Hurt then quickly demonstrated the gap in his understanding of the phrase, which has been in the news for the past month. "There was no quid, and there was no quo," he told Doocy. "When there's no quid or pro, you can't keep saying 'quid pro quo,' even though I don't even know what that means, really." Before Doocy cut him off, the editor also noted, "I don't know what language 'quid pro quo' is."

Trump Charles Hurt
As the impeachment hearing draws closer, the argument about whether there was a quid pro quo for Trump's dealings with Ukraine has been re-ignited. Steven Ferdman/Getty

Doocy jumped in to inform Hurt that the phrase is Latin. "It's Latin to everybody," he added, implying that the phrase is incomprehensible.

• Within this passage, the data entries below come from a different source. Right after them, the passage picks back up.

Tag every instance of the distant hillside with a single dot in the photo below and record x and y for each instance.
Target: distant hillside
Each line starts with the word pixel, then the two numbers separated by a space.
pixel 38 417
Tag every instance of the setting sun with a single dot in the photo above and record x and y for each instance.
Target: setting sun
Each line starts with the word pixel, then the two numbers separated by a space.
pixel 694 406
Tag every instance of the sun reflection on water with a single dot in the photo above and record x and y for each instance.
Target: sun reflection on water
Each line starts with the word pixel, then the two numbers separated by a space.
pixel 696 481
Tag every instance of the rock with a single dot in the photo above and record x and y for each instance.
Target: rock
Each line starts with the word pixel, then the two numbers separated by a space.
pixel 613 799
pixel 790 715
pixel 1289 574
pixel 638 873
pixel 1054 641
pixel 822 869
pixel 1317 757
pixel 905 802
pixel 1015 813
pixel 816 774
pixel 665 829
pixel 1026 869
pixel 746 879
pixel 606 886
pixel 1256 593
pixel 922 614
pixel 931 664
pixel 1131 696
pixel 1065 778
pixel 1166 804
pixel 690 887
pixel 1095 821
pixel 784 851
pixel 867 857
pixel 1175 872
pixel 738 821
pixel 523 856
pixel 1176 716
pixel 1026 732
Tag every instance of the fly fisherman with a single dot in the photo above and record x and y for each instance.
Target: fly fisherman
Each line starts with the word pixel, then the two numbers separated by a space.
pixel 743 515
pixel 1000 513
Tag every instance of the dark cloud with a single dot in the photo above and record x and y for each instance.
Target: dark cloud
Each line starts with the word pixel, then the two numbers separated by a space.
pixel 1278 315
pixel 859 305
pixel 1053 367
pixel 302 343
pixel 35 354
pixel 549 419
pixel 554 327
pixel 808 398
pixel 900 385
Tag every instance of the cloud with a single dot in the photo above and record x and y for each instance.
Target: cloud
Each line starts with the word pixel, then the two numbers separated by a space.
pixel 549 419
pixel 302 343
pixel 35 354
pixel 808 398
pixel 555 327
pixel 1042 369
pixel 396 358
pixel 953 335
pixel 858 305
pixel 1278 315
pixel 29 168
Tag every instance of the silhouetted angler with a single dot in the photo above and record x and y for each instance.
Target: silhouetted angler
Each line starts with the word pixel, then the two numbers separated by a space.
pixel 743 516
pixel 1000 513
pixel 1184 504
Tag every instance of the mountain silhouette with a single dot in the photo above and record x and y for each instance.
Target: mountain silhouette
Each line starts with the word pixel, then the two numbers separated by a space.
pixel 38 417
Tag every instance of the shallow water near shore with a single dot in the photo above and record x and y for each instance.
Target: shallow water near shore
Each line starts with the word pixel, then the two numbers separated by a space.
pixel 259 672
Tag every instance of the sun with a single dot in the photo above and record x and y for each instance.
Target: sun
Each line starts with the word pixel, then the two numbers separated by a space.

"Quid pro quo" is a legal term that translates roughly "tit for tat," or "something for something. The legality of quid pro quo agreements varies by the circumstances such arrangements. If the president is found by Congress to have withheld federal aid to Ukraine on the condition that the country publicly announce an investigation into his political opponent, as House Democrats have alleged, such an action would represent an abuse of executive power and an impeachable offense.

As Wednesday's impeachment draws closer, the quid pro quo conversation has centered on a July phone call between Trump and Ukrainian President Volodymyr Zelenskiy in which the president told his Ukrainian counterpart "I would like you to do us a favor," and went on to encourage the newly elected official to investigate Democratic front-runner former Vice President Joe Biden. Closed-door testimony from various representatives who listened in on the phone call and who were familiar with U.S. policy in Ukraine has supported the whistleblower complaint of inappropriate dealings by the president.

The nature of the deal has stirred many commentators to weigh in on the cases for and against Trump. A Fox News judicial analyst stated that Trump's deal with the Ukrainian president was "clearly impeachable" Tuesday night.

The impeachment hearing will begin at 10 a.m. ET on Wednesday morning.